SHENZHEN, China: China’s passenger car sales climbed for the third consecutive month in April, increasing 14.8 percent from a year earlier, as government-subsidized auto trade-ins helped offset the impact of U.S. tariffs on consumer sentiment, data from the China Passenger Car Association (CPCA) showed.
Passenger vehicle sales reached 1.78 million units last month, bringing the total for the first four months of 2025 to 6.97 million units, an 8.2 percent rise from the same period in 2024.
Sales of new energy vehicles (NEVs), including electric cars and plug-in hybrids, surged 33.9 percent year-on-year, accounting for 50.8 percent of total car sales in April. A government program offering higher subsidies for trade-ins of old cars for NEVs than for gasoline vehicles covered 2.71 million cars as of April 24, cushioning the impact of increased U.S. tariffs on Chinese exports.

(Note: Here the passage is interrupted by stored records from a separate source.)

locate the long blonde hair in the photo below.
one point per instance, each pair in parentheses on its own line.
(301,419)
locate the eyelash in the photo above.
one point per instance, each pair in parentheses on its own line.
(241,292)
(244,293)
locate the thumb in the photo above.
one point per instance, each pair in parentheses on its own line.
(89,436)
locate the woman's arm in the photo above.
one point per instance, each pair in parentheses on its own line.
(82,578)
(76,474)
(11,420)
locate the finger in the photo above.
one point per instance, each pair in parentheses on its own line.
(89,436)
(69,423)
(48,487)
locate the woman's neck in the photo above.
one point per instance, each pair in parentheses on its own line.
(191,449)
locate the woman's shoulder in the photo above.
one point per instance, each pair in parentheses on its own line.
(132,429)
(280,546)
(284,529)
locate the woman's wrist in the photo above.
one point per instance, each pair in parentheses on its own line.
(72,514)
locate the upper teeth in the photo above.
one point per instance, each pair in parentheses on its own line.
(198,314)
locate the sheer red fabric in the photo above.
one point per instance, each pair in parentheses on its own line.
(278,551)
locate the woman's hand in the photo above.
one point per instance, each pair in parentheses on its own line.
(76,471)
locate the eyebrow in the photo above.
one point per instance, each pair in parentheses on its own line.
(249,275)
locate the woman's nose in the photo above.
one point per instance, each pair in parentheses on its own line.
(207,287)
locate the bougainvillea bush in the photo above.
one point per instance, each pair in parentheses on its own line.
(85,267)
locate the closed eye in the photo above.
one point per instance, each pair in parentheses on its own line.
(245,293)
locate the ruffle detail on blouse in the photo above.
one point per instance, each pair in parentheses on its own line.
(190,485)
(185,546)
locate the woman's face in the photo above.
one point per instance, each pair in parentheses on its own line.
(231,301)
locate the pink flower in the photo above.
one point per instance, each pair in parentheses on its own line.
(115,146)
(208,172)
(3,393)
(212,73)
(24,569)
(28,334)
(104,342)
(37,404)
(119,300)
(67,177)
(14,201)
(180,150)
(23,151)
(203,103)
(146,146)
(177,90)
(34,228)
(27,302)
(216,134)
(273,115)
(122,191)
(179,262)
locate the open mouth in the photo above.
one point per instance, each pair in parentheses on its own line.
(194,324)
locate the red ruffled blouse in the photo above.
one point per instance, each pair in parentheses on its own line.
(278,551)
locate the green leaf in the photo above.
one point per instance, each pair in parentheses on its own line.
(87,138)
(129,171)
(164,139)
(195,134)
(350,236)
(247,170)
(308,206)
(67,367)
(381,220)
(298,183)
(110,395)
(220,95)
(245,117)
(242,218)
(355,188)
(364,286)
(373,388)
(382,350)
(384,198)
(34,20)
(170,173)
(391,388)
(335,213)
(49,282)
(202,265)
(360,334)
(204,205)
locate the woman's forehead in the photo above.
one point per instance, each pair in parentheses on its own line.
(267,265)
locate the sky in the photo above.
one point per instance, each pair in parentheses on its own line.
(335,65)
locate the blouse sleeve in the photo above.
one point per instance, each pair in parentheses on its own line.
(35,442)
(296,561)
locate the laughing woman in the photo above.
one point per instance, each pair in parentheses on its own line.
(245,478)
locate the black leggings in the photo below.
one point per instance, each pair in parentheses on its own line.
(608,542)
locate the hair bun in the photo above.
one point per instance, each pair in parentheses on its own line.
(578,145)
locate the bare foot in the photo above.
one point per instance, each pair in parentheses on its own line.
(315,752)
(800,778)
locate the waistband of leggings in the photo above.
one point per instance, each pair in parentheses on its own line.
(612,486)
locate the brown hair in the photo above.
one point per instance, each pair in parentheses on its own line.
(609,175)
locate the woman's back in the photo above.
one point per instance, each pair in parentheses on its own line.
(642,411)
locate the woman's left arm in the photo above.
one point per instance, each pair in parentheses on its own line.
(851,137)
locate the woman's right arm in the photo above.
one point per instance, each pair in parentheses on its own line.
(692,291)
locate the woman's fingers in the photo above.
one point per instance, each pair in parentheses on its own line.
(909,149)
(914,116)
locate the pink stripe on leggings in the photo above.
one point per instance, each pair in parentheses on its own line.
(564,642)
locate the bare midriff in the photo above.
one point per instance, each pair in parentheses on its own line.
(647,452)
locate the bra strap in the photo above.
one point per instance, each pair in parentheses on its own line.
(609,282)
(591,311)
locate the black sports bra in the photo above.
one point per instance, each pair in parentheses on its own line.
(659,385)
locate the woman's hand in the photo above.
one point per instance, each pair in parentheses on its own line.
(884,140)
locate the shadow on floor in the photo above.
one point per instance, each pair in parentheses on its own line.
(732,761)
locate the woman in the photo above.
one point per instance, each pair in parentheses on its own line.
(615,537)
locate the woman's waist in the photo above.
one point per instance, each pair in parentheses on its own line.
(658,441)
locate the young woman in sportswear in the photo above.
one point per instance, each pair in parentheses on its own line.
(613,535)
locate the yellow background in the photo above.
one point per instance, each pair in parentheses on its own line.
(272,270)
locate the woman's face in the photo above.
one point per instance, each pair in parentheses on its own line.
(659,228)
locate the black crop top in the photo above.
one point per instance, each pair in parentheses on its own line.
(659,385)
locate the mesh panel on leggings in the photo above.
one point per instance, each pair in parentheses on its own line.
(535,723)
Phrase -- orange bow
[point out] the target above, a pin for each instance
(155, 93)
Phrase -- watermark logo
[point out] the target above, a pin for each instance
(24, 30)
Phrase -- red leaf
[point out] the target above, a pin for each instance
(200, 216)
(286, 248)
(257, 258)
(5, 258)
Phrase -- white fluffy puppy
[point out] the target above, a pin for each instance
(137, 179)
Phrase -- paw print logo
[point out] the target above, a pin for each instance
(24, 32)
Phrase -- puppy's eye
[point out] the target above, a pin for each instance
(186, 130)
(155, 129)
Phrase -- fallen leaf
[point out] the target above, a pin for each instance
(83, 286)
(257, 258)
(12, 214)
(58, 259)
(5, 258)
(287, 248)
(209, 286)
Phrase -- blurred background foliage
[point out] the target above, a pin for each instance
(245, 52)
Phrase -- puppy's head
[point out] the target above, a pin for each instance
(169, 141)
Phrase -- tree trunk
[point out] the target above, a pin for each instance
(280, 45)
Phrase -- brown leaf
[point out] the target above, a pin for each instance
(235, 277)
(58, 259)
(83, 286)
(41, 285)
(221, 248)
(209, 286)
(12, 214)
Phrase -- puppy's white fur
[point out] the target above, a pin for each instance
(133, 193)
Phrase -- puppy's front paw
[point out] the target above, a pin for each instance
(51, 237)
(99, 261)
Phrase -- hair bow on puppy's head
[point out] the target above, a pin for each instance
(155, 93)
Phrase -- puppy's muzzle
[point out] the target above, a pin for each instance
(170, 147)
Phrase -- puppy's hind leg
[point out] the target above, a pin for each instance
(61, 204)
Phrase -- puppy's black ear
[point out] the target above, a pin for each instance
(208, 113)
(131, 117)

However, car exports declined 2.2 percent in April, extending an 8 percent drop recorded in March, the CPCA said.
Meanwhile, automated driving systems are losing traction as a sales driver in the domestic market. The shift comes after BYD announced in February it would include its “God’s Eye” driver-assistance system as free standard equipment across its lineup.
The appeal of these systems has waned following a fatal crash involving a Xiaomi (1810.HK) SU7 sedan in March. The EV caught fire after hitting a cement pole, seconds after the driver tried to regain control from the car’s assisted-driving system, prompting a government crackdown on marketing terms like “smart” and “autonomous” to describe such technology.